Smart Hybrid Functionals via Hierarchical Atomic Pathway Networks
git clone https://github.com/SuthPhy2Ai/HAPNet.git
cd HAPNet
conda create -n hapnet python=3.10
conda activate hapnet
pip install -r requirements.txtMat2vec pretrained embeddings are required but not included due to licensing. See src/mat2vec-master/README.md for download instructions.
The dielectric dataset (dbs/clean.db) must be built from the Materials Project. See dbs/README.md for instructions.
HAPNet/
├── models/ # GRU encoder + CLIP model
├── utils/ # Dataset, feature extraction, training utilities
├── scripts/ # Training scripts (CLIP + regression)
├── src/ # Path representation, embeddings, auxiliary data
├── dbs/ # ASE database (user-built, 7240 structures)
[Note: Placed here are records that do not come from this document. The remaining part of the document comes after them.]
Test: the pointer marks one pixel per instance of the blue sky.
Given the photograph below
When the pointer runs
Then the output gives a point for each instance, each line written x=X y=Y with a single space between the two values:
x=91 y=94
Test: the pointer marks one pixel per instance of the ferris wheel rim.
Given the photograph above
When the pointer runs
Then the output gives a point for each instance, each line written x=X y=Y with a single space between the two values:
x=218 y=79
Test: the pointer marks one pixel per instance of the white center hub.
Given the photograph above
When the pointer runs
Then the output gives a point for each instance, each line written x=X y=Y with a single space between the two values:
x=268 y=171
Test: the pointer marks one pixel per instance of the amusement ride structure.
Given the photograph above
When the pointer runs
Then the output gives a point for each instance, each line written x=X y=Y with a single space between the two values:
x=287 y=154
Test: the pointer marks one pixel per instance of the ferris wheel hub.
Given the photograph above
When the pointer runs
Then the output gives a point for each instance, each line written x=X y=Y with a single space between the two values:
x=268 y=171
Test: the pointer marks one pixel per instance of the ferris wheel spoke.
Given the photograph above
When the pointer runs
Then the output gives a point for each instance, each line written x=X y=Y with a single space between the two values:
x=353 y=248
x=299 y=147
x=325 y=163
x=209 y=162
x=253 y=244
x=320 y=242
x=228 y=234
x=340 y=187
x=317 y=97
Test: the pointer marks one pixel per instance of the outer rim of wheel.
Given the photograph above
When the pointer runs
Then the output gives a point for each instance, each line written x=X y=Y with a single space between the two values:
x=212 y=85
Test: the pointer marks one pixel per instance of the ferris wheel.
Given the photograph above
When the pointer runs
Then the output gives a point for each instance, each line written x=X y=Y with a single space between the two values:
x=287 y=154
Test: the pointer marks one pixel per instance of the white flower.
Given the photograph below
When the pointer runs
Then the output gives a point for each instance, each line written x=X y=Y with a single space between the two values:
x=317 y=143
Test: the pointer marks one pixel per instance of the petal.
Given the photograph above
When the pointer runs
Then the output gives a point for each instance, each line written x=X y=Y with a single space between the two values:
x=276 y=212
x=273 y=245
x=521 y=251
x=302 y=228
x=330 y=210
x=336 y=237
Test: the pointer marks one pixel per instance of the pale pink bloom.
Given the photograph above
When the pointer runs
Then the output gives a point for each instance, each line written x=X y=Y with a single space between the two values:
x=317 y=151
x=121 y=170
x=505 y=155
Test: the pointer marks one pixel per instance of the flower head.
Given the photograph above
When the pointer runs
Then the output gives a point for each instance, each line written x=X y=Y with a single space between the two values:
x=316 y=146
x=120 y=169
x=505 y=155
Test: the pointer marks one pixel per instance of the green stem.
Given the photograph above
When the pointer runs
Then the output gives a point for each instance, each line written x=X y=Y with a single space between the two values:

├── checkpoints/ # Saved model weights
└── conf.py # Centralized hyperparameters
Two-stage pipeline:
# Stage 1: CLIP contrastive pretraining
python scripts/train_clip.py
# Stage 2: Regression fine-tuning
python scripts/train_regression.pyHyperparameters for CLIP are defined in scripts/train_clip.py. Regression hyperparameters are in conf.py.
Checkpoints are saved to checkpoints/.
Each atom is encoded as a 384-dim vector:
| Component | Dims | Source |
|---|---|---|
| Atomic embedding | 92 | One-hot atomic number |
| Mat2vec | 200 | Pretrained material embeddings |
| Symmetry | 64 | Point group features |
| Window distance | 4 | Local distance (Gaussian basis) |
| Radial structure | 24 | Radial distribution (Gaussian basis) |
Atoms are ordered via a TSP-inspired nearest-neighbor path, then processed by a bidirectional GRU with attention.